页面排序——智能数据分析

Page Rank


Goal: rank the search result.

“Authority” of documents: Number of citation.

    So we create a Directional Graph.

Authority to page

  1. \(X_i\in R\).
  2. \(X_i=\sum_{j\in Parent(i)}\frac{1}{N}X_j\).
  3. Default visibility 1.

Combine the 2 and 3, we have: \(X = dWX + (1-d)1\).


Solution to this equation

  1. Stupid way, take inverse and solve.
  2. Contraction Function iteration.

Fix Point and Dynamic System

    For \(F(X)=X=dWX+(1-d)1\), find \(X_*: X_*=F(X_*)\).

    So how to find \(X_*\)?

  1. Lipshiz Continuity: For any \(X_1, X_2 \in X\), \(\|G(X_1)-G(X_2)\|\leq\varrho\|X_1-X_2\|\), which \(0<\varrho<1\).

  2. Repeatedly apply \(G\) to \(G^{n-1}(X)\) to get \(G^n(X)\): \(\|G^n(X)-G^n(Y)\|\leq \varrho^n d\).

    Now we prove any initial \(X\) will end up in the same fix point after repeatedly apply \(G\).


Maximize The Visibility of a Page Community

Page Community

    A group of pages, connect with each other.

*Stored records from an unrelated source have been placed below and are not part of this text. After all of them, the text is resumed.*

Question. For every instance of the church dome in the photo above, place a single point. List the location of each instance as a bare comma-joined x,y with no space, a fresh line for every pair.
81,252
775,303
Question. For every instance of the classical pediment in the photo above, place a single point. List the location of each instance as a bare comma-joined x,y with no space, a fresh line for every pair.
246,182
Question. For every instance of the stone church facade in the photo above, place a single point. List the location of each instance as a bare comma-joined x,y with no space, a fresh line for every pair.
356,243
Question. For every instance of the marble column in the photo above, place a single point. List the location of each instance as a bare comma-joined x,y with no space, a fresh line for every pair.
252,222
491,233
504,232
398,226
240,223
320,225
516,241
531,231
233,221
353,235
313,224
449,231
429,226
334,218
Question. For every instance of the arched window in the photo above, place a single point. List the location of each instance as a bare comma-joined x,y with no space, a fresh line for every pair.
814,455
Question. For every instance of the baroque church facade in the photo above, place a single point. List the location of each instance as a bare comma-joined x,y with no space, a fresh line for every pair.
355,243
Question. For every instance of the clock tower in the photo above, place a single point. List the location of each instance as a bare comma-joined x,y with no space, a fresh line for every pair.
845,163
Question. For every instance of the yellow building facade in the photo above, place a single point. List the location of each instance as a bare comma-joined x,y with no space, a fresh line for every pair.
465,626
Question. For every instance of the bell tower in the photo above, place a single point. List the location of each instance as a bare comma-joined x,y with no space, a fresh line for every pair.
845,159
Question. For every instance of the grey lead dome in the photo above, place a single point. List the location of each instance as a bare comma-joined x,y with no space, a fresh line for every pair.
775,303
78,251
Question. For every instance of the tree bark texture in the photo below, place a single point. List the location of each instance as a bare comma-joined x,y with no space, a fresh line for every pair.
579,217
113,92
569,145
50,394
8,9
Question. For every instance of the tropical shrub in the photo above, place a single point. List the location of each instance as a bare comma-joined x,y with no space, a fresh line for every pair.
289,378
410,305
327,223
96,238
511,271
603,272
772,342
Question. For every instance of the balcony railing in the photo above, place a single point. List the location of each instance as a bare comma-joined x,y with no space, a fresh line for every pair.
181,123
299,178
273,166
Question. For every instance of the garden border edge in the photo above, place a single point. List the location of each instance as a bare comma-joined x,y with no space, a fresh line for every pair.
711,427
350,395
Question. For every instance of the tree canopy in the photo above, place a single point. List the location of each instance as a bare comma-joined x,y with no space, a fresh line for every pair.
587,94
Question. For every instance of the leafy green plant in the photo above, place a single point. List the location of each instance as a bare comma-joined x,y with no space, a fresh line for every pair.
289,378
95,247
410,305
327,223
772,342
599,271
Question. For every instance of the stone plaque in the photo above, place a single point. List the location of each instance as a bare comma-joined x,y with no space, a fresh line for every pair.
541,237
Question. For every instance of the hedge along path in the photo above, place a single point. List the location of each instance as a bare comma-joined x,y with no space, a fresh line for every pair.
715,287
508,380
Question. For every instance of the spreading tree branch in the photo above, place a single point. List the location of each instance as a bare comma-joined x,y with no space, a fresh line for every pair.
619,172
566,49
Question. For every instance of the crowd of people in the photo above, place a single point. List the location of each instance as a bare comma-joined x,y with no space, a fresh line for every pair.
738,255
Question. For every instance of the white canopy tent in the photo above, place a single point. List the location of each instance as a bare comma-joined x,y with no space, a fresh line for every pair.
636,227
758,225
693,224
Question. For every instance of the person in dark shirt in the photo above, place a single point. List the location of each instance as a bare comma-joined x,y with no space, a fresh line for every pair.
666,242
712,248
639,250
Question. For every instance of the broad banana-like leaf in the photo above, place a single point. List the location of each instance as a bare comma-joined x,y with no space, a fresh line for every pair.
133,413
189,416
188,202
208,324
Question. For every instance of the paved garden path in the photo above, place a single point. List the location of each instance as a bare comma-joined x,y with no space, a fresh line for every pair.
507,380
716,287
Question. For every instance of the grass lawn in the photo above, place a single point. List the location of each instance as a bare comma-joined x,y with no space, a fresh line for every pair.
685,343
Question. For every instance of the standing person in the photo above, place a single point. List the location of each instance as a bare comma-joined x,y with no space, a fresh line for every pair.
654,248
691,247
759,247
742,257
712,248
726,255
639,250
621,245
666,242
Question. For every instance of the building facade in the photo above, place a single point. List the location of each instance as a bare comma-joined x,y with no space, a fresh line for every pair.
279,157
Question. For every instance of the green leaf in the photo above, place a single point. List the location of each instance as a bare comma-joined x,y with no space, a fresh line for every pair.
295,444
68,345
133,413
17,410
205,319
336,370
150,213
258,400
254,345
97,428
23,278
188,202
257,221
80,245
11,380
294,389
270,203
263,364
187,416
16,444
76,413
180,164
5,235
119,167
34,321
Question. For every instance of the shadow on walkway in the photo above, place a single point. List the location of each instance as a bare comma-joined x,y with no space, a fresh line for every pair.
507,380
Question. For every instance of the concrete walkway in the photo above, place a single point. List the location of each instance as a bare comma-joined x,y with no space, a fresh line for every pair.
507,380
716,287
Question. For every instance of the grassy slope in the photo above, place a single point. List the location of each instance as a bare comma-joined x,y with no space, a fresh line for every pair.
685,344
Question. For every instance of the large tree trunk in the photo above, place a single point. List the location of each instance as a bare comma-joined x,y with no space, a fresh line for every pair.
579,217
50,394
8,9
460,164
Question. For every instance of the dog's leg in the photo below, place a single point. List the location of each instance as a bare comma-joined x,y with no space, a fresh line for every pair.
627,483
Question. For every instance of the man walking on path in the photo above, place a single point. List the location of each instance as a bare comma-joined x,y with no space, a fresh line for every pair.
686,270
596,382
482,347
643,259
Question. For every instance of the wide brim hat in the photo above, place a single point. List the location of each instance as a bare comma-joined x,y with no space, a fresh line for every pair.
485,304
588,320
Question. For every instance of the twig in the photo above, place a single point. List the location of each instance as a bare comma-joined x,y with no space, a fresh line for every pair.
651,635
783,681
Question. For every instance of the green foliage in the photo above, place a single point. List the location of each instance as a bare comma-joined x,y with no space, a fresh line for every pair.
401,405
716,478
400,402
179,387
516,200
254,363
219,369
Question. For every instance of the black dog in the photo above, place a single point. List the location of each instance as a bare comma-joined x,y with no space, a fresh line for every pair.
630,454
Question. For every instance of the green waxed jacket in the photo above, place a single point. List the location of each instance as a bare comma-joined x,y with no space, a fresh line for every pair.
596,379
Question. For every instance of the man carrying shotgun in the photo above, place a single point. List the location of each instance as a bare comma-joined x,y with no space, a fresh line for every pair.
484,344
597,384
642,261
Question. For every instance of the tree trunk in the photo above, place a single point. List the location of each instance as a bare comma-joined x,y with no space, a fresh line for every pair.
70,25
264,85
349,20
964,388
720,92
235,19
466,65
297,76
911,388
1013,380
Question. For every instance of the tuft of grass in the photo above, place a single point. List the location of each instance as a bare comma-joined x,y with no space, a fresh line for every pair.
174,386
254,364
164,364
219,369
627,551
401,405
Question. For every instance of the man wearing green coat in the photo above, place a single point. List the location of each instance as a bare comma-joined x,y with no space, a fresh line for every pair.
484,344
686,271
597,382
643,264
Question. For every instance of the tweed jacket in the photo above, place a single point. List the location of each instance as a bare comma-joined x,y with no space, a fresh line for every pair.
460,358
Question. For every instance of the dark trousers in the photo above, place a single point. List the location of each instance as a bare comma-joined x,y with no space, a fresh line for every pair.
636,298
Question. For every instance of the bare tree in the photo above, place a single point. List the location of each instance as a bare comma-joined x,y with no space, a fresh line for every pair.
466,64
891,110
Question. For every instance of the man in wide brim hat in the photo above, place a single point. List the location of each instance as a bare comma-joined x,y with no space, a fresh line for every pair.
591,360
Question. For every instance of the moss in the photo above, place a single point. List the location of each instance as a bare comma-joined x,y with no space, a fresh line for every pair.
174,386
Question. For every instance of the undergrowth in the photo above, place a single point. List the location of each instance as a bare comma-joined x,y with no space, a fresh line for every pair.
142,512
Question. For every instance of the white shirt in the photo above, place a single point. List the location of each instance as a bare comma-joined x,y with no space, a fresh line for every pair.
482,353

The way to maximize its visibility is to maximize its energy.

\[E_G=|G|+E^{Into}_G-E^{Out}_G-E^{dp}_G\]

    where \(\|G\|\) is the number of page in the community.

  1. \[E^{Into}_G=\frac{1-d}{d}\sum_{p\in Into(G)}x_p\rho_p\]
  2. \[E^{Out}_G=\frac{1-d}{d}\sum_{p\in Out(G)}x_p(1-\rho_p)\]
  3. \[E^{dp}_G=\frac{1-d}{d}\sum_{p\in dp(G)}x_p\]
  4. \(dp\) means the pages which have no outer link.

  5. \(\rho_p\) means the fraction of its outgoing links that stay inside \(G\).

作者:卢弘毅